Into the woods and out of the woods and on Broadway before fall?" That might be the words the Ahmanson Theatre is singing in 2002 when the Los Angeles theatre hosts a Broadway-bound revival of Stephen Sondheim's Into the Woods Feb. 1-March 24. The all-new production will be directed by the musical's original director and bookwriter, James Lapine.

The revival, produced by Dodger Theatricals in association with the Center Theatre Group, is targeting Broadway in Spring 2002.

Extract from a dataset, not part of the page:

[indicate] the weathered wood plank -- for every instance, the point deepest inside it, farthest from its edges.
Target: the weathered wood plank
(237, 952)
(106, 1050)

Billed as a family show, Into the Woods twists popular fairy tales, infusing them with an adult sense of what happens after the "Happily Ever After." Jack's murder of the giant (of beanstalk fame) provokes the wrath of his giant wife, Cinderella's prince is a hopeless philanderer, the witch is not wicked but overprotective, and a slightly psychotic Little Red Riding Hood proudly wears the grey skin of the wolf she cut up from the inside out. The score is one of Sondheim's most popular, with the comic and manic "Into the Woods," "Agony" and "On the Steps of the Palace" contrasting with the dramatic and wondering "Children Will Listen" and "Giants in the Sky."

At the May 16 Tony Awards nominations brunch at New York City's Marriott Marquis, Dodgers producer Michael David confirmed that Woods would be targeting Broadway after the Ahmanson. He also mentioned that Sondheim and Lapine would do some revisions the show's book. "When the original show toured, it already had changes in the second act from what was on Broadway," David told Playbill On-Line, "so Stephen and James are definitely taking a look at it again and seeing what they'll do with it."

The Dodgers, producers of this season's 42nd Street are also in preliminary stages of developing Dirty Dancing and Frank Wildorn's Dracula The Musical for Broadway. Their Off-Broadway production of Urinetown: The Musical, running at the American Theatre of Actors space through June 30, will move to Henry Miller's Theatre, former home of Cabaret.